Photography Jamie Schoenberger

National Book Award Winning author and UNH alumna Alice McDermott recently visited University of New Hampshire as part of UNH’S Department of English Writers Series. Enshrined in the glow of the newly restored mural of Hamilton Smith, room 210, Alice read from her most recent book, The Ninth Hour, “a powerfully affecting story spanning the twentieth century of a widow and her daughter and the nuns who serve their Irish-American community in Brooklyn,” as described by publisher MacMillan. Fiction reader Catherine Deiley had the opportunity to ask her a few questions about writing, craft, and the MFA program in general.

Catherine Deiley: You described getting in the habit of sort of "overwriting" details--if you have three details, make it five--so that when it comes time to revise, you'll be able to see what is too much and which details work best. Can you talk a little more about this process? How do you know when too much is too much? Has that skill of realizing when to trim developed over time, or have you always had a good eye for it? I feel like we talk at length about the writing process, but this is an area of revision not often touched upon.

Alice McDermott: I think of it as a matter of seeing a character or a scene, and then trying to see it again, and again - scanning your own sentences for vague words or incomplete images, aiming always for precision of both description and meaning - which involves both cutting out and adding in. What I look for, as a reader and as a writer, is the telling detail - the detail that both clarifies and adds complexity. But there's also the matter of rhythm and music, the sound of a word, a phrase, a sentence. I think this "musicality" is a skill that develops over time, through reading and writing, but I believe it's also intuitive, somehow - a inevitable part of every writer's distinctive voice.

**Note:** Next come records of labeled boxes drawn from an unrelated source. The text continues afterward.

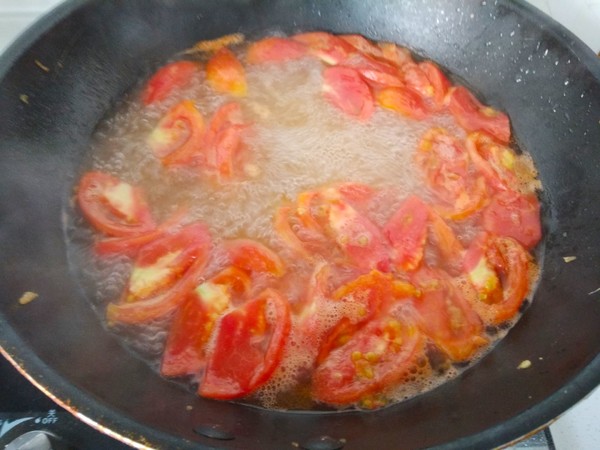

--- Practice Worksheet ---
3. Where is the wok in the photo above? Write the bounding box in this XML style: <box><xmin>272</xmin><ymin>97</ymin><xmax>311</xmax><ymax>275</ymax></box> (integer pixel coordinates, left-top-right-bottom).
<box><xmin>0</xmin><ymin>0</ymin><xmax>600</xmax><ymax>449</ymax></box>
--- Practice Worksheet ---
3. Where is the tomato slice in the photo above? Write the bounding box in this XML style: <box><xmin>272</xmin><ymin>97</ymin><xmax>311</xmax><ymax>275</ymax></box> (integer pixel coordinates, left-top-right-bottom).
<box><xmin>246</xmin><ymin>37</ymin><xmax>307</xmax><ymax>64</ymax></box>
<box><xmin>383</xmin><ymin>195</ymin><xmax>429</xmax><ymax>271</ymax></box>
<box><xmin>415</xmin><ymin>128</ymin><xmax>469</xmax><ymax>204</ymax></box>
<box><xmin>448</xmin><ymin>86</ymin><xmax>510</xmax><ymax>144</ymax></box>
<box><xmin>463</xmin><ymin>233</ymin><xmax>531</xmax><ymax>324</ymax></box>
<box><xmin>466</xmin><ymin>132</ymin><xmax>518</xmax><ymax>191</ymax></box>
<box><xmin>107</xmin><ymin>223</ymin><xmax>211</xmax><ymax>323</ymax></box>
<box><xmin>413</xmin><ymin>268</ymin><xmax>488</xmax><ymax>361</ymax></box>
<box><xmin>224</xmin><ymin>239</ymin><xmax>285</xmax><ymax>277</ymax></box>
<box><xmin>198</xmin><ymin>289</ymin><xmax>291</xmax><ymax>399</ymax></box>
<box><xmin>148</xmin><ymin>100</ymin><xmax>204</xmax><ymax>166</ymax></box>
<box><xmin>316</xmin><ymin>270</ymin><xmax>394</xmax><ymax>364</ymax></box>
<box><xmin>323</xmin><ymin>66</ymin><xmax>375</xmax><ymax>121</ymax></box>
<box><xmin>160</xmin><ymin>267</ymin><xmax>250</xmax><ymax>377</ymax></box>
<box><xmin>204</xmin><ymin>102</ymin><xmax>247</xmax><ymax>181</ymax></box>
<box><xmin>312</xmin><ymin>308</ymin><xmax>425</xmax><ymax>408</ymax></box>
<box><xmin>482</xmin><ymin>191</ymin><xmax>542</xmax><ymax>249</ymax></box>
<box><xmin>94</xmin><ymin>208</ymin><xmax>187</xmax><ymax>257</ymax></box>
<box><xmin>273</xmin><ymin>206</ymin><xmax>313</xmax><ymax>260</ymax></box>
<box><xmin>77</xmin><ymin>172</ymin><xmax>156</xmax><ymax>237</ymax></box>
<box><xmin>339</xmin><ymin>34</ymin><xmax>383</xmax><ymax>58</ymax></box>
<box><xmin>292</xmin><ymin>31</ymin><xmax>356</xmax><ymax>65</ymax></box>
<box><xmin>328</xmin><ymin>200</ymin><xmax>390</xmax><ymax>272</ymax></box>
<box><xmin>142</xmin><ymin>61</ymin><xmax>199</xmax><ymax>105</ymax></box>
<box><xmin>376</xmin><ymin>87</ymin><xmax>429</xmax><ymax>120</ymax></box>
<box><xmin>418</xmin><ymin>61</ymin><xmax>451</xmax><ymax>110</ymax></box>
<box><xmin>206</xmin><ymin>47</ymin><xmax>248</xmax><ymax>97</ymax></box>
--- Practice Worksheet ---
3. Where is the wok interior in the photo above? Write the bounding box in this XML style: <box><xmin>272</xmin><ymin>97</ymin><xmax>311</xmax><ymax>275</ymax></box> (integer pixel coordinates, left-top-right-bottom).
<box><xmin>0</xmin><ymin>0</ymin><xmax>600</xmax><ymax>448</ymax></box>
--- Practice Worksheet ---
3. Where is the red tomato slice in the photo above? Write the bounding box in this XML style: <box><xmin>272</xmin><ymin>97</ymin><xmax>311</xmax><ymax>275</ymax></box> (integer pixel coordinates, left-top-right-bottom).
<box><xmin>77</xmin><ymin>172</ymin><xmax>156</xmax><ymax>237</ymax></box>
<box><xmin>246</xmin><ymin>37</ymin><xmax>307</xmax><ymax>64</ymax></box>
<box><xmin>429</xmin><ymin>208</ymin><xmax>465</xmax><ymax>270</ymax></box>
<box><xmin>466</xmin><ymin>132</ymin><xmax>518</xmax><ymax>191</ymax></box>
<box><xmin>206</xmin><ymin>47</ymin><xmax>248</xmax><ymax>97</ymax></box>
<box><xmin>224</xmin><ymin>239</ymin><xmax>285</xmax><ymax>277</ymax></box>
<box><xmin>148</xmin><ymin>100</ymin><xmax>204</xmax><ymax>166</ymax></box>
<box><xmin>377</xmin><ymin>87</ymin><xmax>429</xmax><ymax>120</ymax></box>
<box><xmin>328</xmin><ymin>200</ymin><xmax>390</xmax><ymax>272</ymax></box>
<box><xmin>292</xmin><ymin>31</ymin><xmax>356</xmax><ymax>65</ymax></box>
<box><xmin>107</xmin><ymin>223</ymin><xmax>211</xmax><ymax>323</ymax></box>
<box><xmin>415</xmin><ymin>128</ymin><xmax>469</xmax><ymax>204</ymax></box>
<box><xmin>418</xmin><ymin>61</ymin><xmax>451</xmax><ymax>110</ymax></box>
<box><xmin>312</xmin><ymin>310</ymin><xmax>425</xmax><ymax>408</ymax></box>
<box><xmin>463</xmin><ymin>234</ymin><xmax>531</xmax><ymax>324</ymax></box>
<box><xmin>317</xmin><ymin>270</ymin><xmax>395</xmax><ymax>364</ymax></box>
<box><xmin>323</xmin><ymin>66</ymin><xmax>375</xmax><ymax>121</ymax></box>
<box><xmin>448</xmin><ymin>86</ymin><xmax>510</xmax><ymax>144</ymax></box>
<box><xmin>383</xmin><ymin>195</ymin><xmax>429</xmax><ymax>271</ymax></box>
<box><xmin>343</xmin><ymin>53</ymin><xmax>404</xmax><ymax>88</ymax></box>
<box><xmin>204</xmin><ymin>102</ymin><xmax>247</xmax><ymax>181</ymax></box>
<box><xmin>198</xmin><ymin>289</ymin><xmax>291</xmax><ymax>399</ymax></box>
<box><xmin>483</xmin><ymin>191</ymin><xmax>542</xmax><ymax>249</ymax></box>
<box><xmin>160</xmin><ymin>267</ymin><xmax>250</xmax><ymax>377</ymax></box>
<box><xmin>94</xmin><ymin>210</ymin><xmax>186</xmax><ymax>257</ymax></box>
<box><xmin>413</xmin><ymin>268</ymin><xmax>488</xmax><ymax>361</ymax></box>
<box><xmin>273</xmin><ymin>206</ymin><xmax>313</xmax><ymax>260</ymax></box>
<box><xmin>339</xmin><ymin>34</ymin><xmax>383</xmax><ymax>58</ymax></box>
<box><xmin>142</xmin><ymin>61</ymin><xmax>199</xmax><ymax>105</ymax></box>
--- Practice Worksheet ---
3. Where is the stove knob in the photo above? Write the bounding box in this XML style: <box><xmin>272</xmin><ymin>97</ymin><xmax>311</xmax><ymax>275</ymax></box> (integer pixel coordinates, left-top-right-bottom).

CD: Perhaps on the note of revision: How do you know when a project is finished?

AM: I'm of the "never finished, only abandoned" school, I suppose. But I do think there's a sense that the structure is complete, the connections all made, the story told as best it can be told, and so the work - or I should say this work - is complete . . . time to move on to the next one.

CD: How much of your writing process is you telling the story how it's going to look, and how much is the story telling you how it's going to look?

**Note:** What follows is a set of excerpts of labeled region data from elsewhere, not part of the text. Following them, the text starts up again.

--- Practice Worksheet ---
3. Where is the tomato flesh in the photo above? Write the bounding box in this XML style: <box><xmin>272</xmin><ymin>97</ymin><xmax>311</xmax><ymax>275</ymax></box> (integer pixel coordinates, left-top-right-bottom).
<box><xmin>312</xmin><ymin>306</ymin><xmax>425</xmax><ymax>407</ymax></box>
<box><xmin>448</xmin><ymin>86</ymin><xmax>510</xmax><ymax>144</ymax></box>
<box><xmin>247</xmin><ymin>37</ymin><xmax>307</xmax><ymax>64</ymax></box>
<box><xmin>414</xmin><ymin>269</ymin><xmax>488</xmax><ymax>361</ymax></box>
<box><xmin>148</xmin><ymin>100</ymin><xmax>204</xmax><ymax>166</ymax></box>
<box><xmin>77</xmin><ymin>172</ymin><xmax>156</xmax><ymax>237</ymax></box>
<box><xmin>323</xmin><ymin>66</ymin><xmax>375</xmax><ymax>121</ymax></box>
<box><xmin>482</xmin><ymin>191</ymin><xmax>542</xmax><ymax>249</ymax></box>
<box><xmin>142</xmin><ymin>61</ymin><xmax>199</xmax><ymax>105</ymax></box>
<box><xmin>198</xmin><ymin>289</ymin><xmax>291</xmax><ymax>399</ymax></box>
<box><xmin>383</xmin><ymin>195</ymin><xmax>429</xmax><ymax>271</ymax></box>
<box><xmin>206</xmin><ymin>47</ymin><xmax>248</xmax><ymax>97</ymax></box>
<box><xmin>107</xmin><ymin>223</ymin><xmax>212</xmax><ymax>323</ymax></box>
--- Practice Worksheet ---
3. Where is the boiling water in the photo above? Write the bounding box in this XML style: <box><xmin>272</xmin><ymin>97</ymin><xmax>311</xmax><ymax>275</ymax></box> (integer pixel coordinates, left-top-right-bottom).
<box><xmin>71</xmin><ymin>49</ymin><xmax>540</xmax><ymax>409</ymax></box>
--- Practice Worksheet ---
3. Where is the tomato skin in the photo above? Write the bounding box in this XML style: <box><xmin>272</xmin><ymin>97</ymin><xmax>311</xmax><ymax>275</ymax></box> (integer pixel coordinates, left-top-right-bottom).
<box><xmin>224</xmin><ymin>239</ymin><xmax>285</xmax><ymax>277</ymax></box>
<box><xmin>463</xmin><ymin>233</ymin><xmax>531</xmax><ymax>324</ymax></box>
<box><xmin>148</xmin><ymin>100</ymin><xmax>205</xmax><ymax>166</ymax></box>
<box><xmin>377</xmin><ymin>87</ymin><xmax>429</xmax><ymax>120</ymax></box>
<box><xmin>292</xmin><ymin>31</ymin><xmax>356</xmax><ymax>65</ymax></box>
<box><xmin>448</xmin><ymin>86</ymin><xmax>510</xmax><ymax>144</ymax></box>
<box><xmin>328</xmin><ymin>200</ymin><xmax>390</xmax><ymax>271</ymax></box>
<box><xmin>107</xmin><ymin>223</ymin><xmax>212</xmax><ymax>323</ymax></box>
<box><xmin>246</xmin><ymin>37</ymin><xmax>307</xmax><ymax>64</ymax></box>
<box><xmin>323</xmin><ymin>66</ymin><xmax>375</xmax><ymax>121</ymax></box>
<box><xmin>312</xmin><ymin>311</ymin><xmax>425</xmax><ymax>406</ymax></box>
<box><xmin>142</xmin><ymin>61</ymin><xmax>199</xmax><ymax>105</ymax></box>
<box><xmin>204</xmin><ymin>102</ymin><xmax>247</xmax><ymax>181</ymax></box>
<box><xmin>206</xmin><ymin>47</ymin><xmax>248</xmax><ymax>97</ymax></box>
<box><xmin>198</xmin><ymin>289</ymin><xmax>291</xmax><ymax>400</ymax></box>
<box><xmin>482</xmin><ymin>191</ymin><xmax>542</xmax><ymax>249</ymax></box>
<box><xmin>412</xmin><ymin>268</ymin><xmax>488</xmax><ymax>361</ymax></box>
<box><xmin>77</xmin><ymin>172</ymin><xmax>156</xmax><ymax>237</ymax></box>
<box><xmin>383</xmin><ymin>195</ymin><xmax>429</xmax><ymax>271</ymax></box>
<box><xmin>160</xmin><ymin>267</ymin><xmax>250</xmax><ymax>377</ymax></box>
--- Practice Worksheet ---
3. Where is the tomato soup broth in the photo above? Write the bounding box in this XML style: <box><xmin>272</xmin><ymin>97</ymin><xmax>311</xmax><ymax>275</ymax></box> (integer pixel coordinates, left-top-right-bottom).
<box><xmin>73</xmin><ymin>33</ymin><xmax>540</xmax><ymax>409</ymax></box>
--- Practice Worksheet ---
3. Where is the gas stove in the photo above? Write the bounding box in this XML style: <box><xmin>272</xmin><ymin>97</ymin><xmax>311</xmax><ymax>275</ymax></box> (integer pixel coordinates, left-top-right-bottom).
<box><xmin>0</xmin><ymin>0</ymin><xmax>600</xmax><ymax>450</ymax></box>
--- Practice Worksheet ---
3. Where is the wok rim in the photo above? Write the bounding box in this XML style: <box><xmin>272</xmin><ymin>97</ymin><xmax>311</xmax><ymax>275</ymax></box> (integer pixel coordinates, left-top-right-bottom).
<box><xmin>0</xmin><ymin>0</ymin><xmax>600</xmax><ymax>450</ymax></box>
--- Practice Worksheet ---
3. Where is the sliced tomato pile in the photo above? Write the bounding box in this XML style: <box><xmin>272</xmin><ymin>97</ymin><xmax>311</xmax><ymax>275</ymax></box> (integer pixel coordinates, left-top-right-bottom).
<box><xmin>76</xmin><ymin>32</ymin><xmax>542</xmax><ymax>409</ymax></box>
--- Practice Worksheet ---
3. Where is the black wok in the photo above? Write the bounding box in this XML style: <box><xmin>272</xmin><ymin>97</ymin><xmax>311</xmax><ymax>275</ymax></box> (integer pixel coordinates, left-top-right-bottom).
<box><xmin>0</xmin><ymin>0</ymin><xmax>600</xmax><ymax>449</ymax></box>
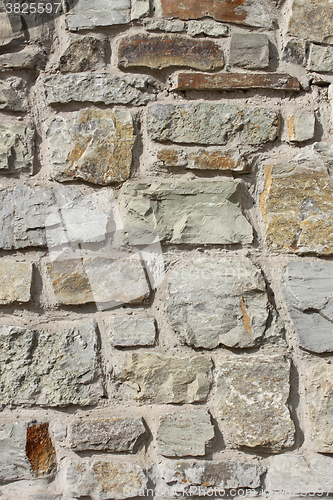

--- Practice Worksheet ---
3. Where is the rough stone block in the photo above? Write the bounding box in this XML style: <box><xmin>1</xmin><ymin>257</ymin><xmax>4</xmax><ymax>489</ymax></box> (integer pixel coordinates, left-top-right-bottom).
<box><xmin>156</xmin><ymin>410</ymin><xmax>215</xmax><ymax>457</ymax></box>
<box><xmin>47</xmin><ymin>108</ymin><xmax>135</xmax><ymax>185</ymax></box>
<box><xmin>116</xmin><ymin>352</ymin><xmax>213</xmax><ymax>404</ymax></box>
<box><xmin>161</xmin><ymin>0</ymin><xmax>276</xmax><ymax>28</ymax></box>
<box><xmin>0</xmin><ymin>260</ymin><xmax>32</xmax><ymax>304</ymax></box>
<box><xmin>147</xmin><ymin>102</ymin><xmax>280</xmax><ymax>145</ymax></box>
<box><xmin>287</xmin><ymin>110</ymin><xmax>314</xmax><ymax>142</ymax></box>
<box><xmin>172</xmin><ymin>72</ymin><xmax>301</xmax><ymax>91</ymax></box>
<box><xmin>217</xmin><ymin>355</ymin><xmax>295</xmax><ymax>453</ymax></box>
<box><xmin>260</xmin><ymin>150</ymin><xmax>333</xmax><ymax>255</ymax></box>
<box><xmin>66</xmin><ymin>460</ymin><xmax>147</xmax><ymax>500</ymax></box>
<box><xmin>282</xmin><ymin>262</ymin><xmax>333</xmax><ymax>353</ymax></box>
<box><xmin>157</xmin><ymin>148</ymin><xmax>251</xmax><ymax>173</ymax></box>
<box><xmin>123</xmin><ymin>181</ymin><xmax>253</xmax><ymax>245</ymax></box>
<box><xmin>229</xmin><ymin>33</ymin><xmax>269</xmax><ymax>69</ymax></box>
<box><xmin>59</xmin><ymin>35</ymin><xmax>106</xmax><ymax>73</ymax></box>
<box><xmin>0</xmin><ymin>422</ymin><xmax>56</xmax><ymax>482</ymax></box>
<box><xmin>287</xmin><ymin>0</ymin><xmax>333</xmax><ymax>44</ymax></box>
<box><xmin>0</xmin><ymin>321</ymin><xmax>104</xmax><ymax>406</ymax></box>
<box><xmin>69</xmin><ymin>417</ymin><xmax>147</xmax><ymax>452</ymax></box>
<box><xmin>118</xmin><ymin>33</ymin><xmax>224</xmax><ymax>70</ymax></box>
<box><xmin>308</xmin><ymin>364</ymin><xmax>333</xmax><ymax>454</ymax></box>
<box><xmin>165</xmin><ymin>255</ymin><xmax>269</xmax><ymax>349</ymax></box>
<box><xmin>39</xmin><ymin>72</ymin><xmax>156</xmax><ymax>106</ymax></box>
<box><xmin>111</xmin><ymin>316</ymin><xmax>156</xmax><ymax>347</ymax></box>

AM: Love the way you put this. I'm not sure I know how to calculate the difference. I do know that if I'm not discovering things about the story - discovering with surprise and delight, just as you hope a reader will - I'm not much interested in going on with the hard work of shaping sentences.

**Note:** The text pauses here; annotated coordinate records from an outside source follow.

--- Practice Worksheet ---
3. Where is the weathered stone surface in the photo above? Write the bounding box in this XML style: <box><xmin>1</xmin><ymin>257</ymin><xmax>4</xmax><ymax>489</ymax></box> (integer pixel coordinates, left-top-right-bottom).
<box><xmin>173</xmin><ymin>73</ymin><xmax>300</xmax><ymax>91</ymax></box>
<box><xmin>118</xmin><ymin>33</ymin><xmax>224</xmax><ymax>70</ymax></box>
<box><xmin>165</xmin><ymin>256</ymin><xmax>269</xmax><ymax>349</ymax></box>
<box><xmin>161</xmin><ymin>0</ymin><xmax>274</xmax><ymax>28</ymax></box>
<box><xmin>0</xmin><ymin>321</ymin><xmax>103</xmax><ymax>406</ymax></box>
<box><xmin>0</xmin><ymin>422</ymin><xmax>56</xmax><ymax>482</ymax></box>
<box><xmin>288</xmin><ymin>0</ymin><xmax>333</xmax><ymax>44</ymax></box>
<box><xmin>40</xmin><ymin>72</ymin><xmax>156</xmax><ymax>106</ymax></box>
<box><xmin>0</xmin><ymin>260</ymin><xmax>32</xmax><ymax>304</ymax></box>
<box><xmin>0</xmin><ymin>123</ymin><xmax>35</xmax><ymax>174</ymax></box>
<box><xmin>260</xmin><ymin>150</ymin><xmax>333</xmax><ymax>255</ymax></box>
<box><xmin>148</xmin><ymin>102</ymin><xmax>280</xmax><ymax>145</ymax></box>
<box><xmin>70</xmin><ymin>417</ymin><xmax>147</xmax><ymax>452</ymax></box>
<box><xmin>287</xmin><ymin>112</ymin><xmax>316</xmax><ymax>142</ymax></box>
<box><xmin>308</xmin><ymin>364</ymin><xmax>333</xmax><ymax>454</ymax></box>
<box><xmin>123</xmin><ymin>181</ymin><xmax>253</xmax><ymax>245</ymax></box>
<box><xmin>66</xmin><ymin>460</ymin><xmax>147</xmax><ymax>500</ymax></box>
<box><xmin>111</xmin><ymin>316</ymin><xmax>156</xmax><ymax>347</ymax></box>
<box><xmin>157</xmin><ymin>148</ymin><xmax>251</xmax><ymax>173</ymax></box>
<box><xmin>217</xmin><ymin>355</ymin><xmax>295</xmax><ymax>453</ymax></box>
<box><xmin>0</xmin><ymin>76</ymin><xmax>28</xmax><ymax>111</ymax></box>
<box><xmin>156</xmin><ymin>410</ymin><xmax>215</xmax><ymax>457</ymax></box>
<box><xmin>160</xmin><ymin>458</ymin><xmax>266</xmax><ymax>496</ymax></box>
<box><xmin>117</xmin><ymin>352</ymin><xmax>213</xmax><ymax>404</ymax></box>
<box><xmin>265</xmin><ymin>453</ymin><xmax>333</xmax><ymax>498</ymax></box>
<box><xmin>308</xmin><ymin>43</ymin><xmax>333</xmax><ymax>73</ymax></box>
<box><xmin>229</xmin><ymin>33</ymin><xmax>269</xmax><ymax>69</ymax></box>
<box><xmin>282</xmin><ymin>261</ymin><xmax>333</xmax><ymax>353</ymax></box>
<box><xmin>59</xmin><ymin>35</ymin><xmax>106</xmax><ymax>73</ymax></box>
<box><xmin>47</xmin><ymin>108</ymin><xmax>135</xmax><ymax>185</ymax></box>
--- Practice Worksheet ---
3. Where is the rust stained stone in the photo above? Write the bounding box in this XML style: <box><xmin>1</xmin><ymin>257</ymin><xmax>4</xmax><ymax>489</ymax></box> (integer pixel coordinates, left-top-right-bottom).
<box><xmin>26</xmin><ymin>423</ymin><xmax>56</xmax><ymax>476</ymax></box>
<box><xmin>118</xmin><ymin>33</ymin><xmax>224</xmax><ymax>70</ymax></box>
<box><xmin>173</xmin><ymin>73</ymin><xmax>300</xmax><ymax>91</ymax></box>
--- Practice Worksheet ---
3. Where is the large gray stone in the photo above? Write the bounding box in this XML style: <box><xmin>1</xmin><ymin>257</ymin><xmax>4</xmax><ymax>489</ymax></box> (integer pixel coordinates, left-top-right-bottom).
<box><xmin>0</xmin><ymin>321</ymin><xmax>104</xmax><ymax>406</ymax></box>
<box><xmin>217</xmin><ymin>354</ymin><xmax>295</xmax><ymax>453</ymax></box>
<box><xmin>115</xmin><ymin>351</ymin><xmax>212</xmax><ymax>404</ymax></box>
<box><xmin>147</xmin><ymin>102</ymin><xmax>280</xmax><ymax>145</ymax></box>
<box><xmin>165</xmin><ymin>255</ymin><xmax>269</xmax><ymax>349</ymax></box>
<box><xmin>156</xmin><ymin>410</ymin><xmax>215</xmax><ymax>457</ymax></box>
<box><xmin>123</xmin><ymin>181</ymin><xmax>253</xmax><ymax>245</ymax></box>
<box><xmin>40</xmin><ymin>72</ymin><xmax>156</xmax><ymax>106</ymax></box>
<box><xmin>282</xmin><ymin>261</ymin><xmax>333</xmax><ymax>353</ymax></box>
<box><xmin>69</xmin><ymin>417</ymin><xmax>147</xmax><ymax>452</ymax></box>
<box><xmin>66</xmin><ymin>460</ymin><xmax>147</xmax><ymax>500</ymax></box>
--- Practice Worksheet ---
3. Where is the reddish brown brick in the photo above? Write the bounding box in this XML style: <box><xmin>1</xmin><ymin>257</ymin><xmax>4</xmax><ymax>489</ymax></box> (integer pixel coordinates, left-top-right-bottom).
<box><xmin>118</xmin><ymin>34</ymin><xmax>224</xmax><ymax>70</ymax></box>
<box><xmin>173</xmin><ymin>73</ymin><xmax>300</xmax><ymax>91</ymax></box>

CD: What is a project you've had in the back of your mind for a while, maybe something you've tried writing that wouldn't come out, or a flicker of an idea that didn't present itself fully but captivated you somehow?

AM: As with so many things that are, as you say, captivating, to describe it would be to see it evaporate forever. I'll only admit I've got all kinds of things in the back of my mind - don't we all?

CD: What is a question you always hope someone will ask at a Q&A or during an interview, but no one ever does?

AM: The rare and wonderful questions are those that indicate the questioner has read your book carefully, with full attention. A comment from an astute reader that I received just this morning (regarding the connection between the overcoat in the first chapter of The Ninth Hour and the old coat mentioned in the last) made me remember a quote from John Updike, "I can't imagine being a writer without wanting somehow to play, to make these patterns, to insert these secrets into my books . . . " Those questions that indicate someone has recognized the play, the patterns, the secrets woven into my book are the ones that make me want to hug someone, buy them a beer.